Attention new bloggers & those who just want to get more links: Eugene Volokh has some typically excellent and thorough advice for you on to promote your weblog.
I agree with basically everything he says, especially the following:
…pitch the blog post (“Here’s a post I just posted:”) not the blog (“Come and read my blog”). If people really like your posts, then they’ll start to regularly read your blog.
Yes! I’d also elaborate on Eugene’s points (go back and read them all) around e-mailing posts to other bloggers. I have made extensive use of this technique myself, and it can be very helpful in gaining the “big guns” attention. But I think it’s critical to calibrate just how much you e-mail any one blogger, and the best way to do that is to ask yourself whether the relationship you are building seems to be a mutually beneficial one.
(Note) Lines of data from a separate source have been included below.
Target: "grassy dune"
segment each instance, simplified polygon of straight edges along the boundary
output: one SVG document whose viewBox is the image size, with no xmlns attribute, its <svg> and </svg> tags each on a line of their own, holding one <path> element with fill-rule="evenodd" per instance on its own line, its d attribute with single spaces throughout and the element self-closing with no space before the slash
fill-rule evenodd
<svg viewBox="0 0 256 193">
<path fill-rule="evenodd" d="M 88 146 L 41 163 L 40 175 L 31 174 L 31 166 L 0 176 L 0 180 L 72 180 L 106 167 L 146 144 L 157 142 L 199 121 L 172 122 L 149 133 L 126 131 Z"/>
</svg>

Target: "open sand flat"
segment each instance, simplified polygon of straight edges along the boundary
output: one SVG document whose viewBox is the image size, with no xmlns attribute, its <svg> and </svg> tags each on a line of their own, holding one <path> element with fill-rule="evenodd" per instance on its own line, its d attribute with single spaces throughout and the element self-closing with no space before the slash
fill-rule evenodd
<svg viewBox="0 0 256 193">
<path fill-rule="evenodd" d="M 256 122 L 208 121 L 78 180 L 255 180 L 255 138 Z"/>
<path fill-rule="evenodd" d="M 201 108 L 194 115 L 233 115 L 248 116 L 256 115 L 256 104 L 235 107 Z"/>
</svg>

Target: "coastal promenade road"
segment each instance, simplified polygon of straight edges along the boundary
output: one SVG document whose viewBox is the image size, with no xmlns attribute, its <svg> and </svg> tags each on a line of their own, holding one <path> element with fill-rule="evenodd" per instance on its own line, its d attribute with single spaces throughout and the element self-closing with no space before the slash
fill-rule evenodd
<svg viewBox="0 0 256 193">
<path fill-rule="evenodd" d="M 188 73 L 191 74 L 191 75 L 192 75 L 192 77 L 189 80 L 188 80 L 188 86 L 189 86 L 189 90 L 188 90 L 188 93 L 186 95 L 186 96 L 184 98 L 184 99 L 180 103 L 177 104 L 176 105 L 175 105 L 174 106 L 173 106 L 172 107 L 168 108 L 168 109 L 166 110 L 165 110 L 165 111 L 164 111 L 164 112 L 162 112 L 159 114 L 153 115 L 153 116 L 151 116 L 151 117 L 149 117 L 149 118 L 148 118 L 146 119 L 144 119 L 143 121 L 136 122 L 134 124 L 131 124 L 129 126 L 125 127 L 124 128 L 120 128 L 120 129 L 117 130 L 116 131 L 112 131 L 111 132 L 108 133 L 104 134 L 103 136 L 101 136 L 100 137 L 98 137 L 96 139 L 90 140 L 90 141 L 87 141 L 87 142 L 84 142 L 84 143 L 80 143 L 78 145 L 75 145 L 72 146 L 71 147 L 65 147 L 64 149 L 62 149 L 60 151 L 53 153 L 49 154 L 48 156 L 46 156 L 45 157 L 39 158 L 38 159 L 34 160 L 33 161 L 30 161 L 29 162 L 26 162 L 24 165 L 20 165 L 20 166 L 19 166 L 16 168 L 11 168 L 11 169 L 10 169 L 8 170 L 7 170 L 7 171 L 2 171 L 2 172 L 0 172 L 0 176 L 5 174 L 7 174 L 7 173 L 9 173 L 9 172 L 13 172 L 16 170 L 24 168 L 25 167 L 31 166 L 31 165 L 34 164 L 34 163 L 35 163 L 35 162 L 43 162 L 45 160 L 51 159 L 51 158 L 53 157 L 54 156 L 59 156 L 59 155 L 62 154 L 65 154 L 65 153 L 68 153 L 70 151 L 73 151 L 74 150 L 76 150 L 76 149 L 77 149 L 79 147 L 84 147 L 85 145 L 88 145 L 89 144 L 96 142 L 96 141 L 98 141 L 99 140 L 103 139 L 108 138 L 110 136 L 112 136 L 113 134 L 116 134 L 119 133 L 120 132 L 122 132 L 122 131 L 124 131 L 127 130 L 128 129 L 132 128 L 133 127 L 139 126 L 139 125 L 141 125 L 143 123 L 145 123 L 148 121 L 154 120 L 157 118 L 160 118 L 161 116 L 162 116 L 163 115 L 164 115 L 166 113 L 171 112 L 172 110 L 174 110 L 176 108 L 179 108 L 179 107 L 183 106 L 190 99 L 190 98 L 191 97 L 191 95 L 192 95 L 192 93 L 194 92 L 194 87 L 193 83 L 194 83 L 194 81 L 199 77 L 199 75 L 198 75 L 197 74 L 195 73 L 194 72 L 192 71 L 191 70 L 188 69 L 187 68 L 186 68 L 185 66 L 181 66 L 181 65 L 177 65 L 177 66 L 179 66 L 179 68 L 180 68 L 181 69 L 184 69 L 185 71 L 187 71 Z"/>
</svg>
Because when a big blogger links you, they generally aren’t doing it to do you a favor. They’re doing it because they find your post interesting, and believe their readers will too. At one extreme, if you could send a Big Name blogger only posts that they thought were great and linked every time, you’d be perfect: you wouldn’t be “bothering” them at all, you’d be helping them. But at the other extreme lie the trolls who send me their daily why-Bush-is-Evil newsletters. I doubt they actually expect me to link them, but they certainly provide no value to me, and are simply an annoyance.
One basic way to measure if the relationship is a mutually beneficial one is the obvious: is the other blogger actually linking the posts you send them? I have found that even the biggest-name bloggers generally do make an attempt to read all their e-mail. So if you get no response on one post you e-mail to them: they might have missed it. But if you get no response on three in a row — well, you’re probably just not providing them with material they find intriguing, and you should either stop, or change your approach.
And the logic doesn’t change once they do link you, either: that’s not a sign to go ahead and e-mail every last post you write to them! Keep sending just the very best stuff; aim for a linked-to-ignored ratio of at least above 50%.
If you follow Eugene’s rules and the guidelines I’ve stated here, I won’t guarantee that you’ll achieve blogging success, but I will at least predict that you won’t annoy the hell out of anybody trying.
And one last thought: Don’t always just aim for the very-top tier bloggers. The folks who are a notch or two down (for instance, me) generally get far less mail, and are far more likely to actually take the time to read your weblog. My personal position right now is that I enjoy receiving mail from new bloggers — though I definitely prefer those who follow Eugene’s advice to pitch the post, not the whole blog. It’s not that I mind getting mail that says “Come check out my weblog” — it’s just that it doesn’t give me much to go on, and I may or may not actually get around to doing it.
Anyway, as Eugene doesn’t have comments, I’d welcome fellow blogger’s contributions here. What’s your strategy for promoting your weblog (or do you not bother doing so at all?) What’s your perspective on onsolicited e-mail from other bloggers? (This is an ‘evergreen’ discussion, by the way: I swear I had a post on similar stuff sometime last year, but can’t find it just now.)